Two-transaction Reconfiguration
Next to one-transaction reconfiguration, CCF also supports two-transaction reconfiguration, which has properties that are particularly desirable when used with the (experimental) Byzantine Fault Tolerance consensus algorithm. It is however also available to CFT networks and in fact, Ongaro and Ousterhout also describe a two-transaction reconfiguration mechanism for Raft. In general, it helps to improve liveness and availability of a service as learner nodes (see below) are not expected to take part in the consensus until they are fully caught up with the primary, and because bad or misconfigured joining nodes can be removed by cancelling their reconfigurations before they take an active part in the consensus. The tools to automate these procedures are currently not available in CCF, however.

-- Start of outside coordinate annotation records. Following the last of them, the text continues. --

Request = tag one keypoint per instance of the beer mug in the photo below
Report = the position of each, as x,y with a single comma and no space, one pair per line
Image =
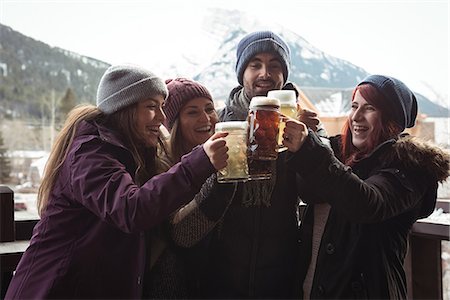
263,121
288,107
236,169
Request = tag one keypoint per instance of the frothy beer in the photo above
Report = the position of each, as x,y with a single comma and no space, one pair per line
288,107
263,123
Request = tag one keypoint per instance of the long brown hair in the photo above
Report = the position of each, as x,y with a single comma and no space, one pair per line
122,122
385,129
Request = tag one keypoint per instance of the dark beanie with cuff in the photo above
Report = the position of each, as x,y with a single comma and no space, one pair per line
403,99
124,85
262,42
181,90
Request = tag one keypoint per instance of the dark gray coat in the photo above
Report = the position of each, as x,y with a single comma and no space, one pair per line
373,207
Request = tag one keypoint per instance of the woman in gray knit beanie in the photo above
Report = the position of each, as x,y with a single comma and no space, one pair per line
99,194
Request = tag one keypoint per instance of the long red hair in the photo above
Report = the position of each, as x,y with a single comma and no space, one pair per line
385,129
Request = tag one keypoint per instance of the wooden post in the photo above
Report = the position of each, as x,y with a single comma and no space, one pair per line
7,231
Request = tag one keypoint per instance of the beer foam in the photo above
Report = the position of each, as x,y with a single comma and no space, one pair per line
231,125
285,96
264,101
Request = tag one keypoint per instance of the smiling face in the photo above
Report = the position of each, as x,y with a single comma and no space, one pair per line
149,117
363,120
197,120
263,73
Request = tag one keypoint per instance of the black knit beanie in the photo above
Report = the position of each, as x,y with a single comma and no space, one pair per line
404,101
181,90
123,85
261,42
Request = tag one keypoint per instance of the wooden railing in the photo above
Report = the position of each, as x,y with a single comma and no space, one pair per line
14,238
423,264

As a side note, two-transaction reconfiguration will likely become a requirement for distributed identity management, which is currently under research.
In BFT, the following properties are desirable:
A reconfiguration only starts when the reconfiguration transaction is committed, so a reconfiguration attempt can never roll back.
Reconfigurations are atomic. This creates room for additional conditions, such as checking that the Byzantine reconfiguration (a multiple transaction protocol) is complete before proceeding to the new configuration.
BFT is incomplete and should not be enabled in a production environment.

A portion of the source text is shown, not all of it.